So as not to end this post on a low note, allow me to offer some suggestions for how to move forward, and maybe try to nudge this needle in the right direction. This list applies not only to the world of monarchs, but for just about any other topic as well, especially those where some expertise is needed. Most of these suggestions apply to the cyber world of social media, since this seems to be where these issues arise.

  1. In your favorite monarch facebook group, call out people who think they know better than an expert, and ask them to provide facts or evidence for their statements. Or call them out for vitriol towards experts.

  2. In these same groups, ask your admins if they have ever purposely removed posts about important research - I've heard of this happening. Call this out too.

  3. Ask your admins to back up their "advice" with evidence - I've seen too many groups run by admins who think that position means they automatically know what they are talking about.

  4. We need to get more scientists engaged with the public, and they aren't going to do that if they think they will get trolled or called names. How about actually asking a scientist to become a member of your favorite group, so that they can tell you about their research directly?
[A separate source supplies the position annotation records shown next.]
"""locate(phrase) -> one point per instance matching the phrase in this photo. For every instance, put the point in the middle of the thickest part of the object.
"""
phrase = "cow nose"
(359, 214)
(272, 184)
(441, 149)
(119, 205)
I've actually asked a few to do this and they've declined, so maybe it would help if they heard it from non-scientists.

  5. Outside of social media, if you have a question about a research paper, how about actually emailing the authors directly with your question, instead of asking for random opinions of strangers who may or may not know what they are talking about. Most scientists will at least do this, and then you can report back what they said.

I would actually be interested in hearing other ideas on how to fix this. If I hear of a good one from a reader, I may just add it to this list in an update.

I guess that's enough of this rant for now. Hmm... I actually do feel a bit better...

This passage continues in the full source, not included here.